В этом смысле было именно «научной необходимостью» протестовать против американского вторжения во Вьетнам, прикладывая все усилия к тому, чтобы не замечать советской поддержки Вьетконга и армии Хо Ши Мина. Внутреннее обязательство быть частью «регулярных» демонстраций перед американским консульством в Мюнхене вытекало из тех отношений самообмана, на который мы шли. И лучшим подтверждением теории мирового заговора стал момент, когда однажды местная полиция арестовала нескольких из нас перед воротами консульства и заперла в спортивном зале гимназии. В ожидании допроса мы пели «Bandiera rossa» – гимн Итальянской коммунистической партии. (Вероятно, этот выбор мы сделали потому, что существование крупной коммунистической партии в Италии внушало нам надежду на революцию во всем капиталистическом мире.) Воображение мое – очень яркое в те годы – немедленно вызвало передо мною красочные образы самопожертвования в духе «5 мая» («Cinco de Mayo») Гойи и «Свободы, ведущей народ» («La Liberté guidant le peuple») Делакруа. Затем дверь открылась, и офицер полиции выкликнул мое имя. В моем театрализованном сознании настал «роковой момент», но то, что произошло потом, стало не более чем кратким мгновением глубокого унижения с далекоидущими последствиями. Полицейский сказал мне в лаконичной манере: «Д-р Ридль позвонил, и вы можете быть свободны». Фоном всей этой истории – что, скорее всего, типично – было нечто довольно банальное и даже бюрократическое. В Мюнхене я учился на стипендию, полученную от государственной организации Stiftung Maximilianeum; д-р Ридль был директором этой престижной организации.
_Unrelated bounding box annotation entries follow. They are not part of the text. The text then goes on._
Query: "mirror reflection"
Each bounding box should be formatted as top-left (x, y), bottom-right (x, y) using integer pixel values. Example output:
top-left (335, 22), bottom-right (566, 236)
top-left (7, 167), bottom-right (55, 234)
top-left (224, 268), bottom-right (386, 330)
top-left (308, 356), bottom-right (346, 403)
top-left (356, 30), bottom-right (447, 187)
В то же время – что даже важнее – д-р Ридль занимал высокий пост в министерстве, курировавшем баварскую полицию. И хотя я так никогда и не осмелился спросить его об этом, я уверен, что в один прекрасный день д-р Ридль, просматривая список арестованных студентов, увидел мое имя и быстро решил, что мое пребывание в качестве «заключенного» не подходит к образу и ауре, которые предполагаются выданной мне стипендией.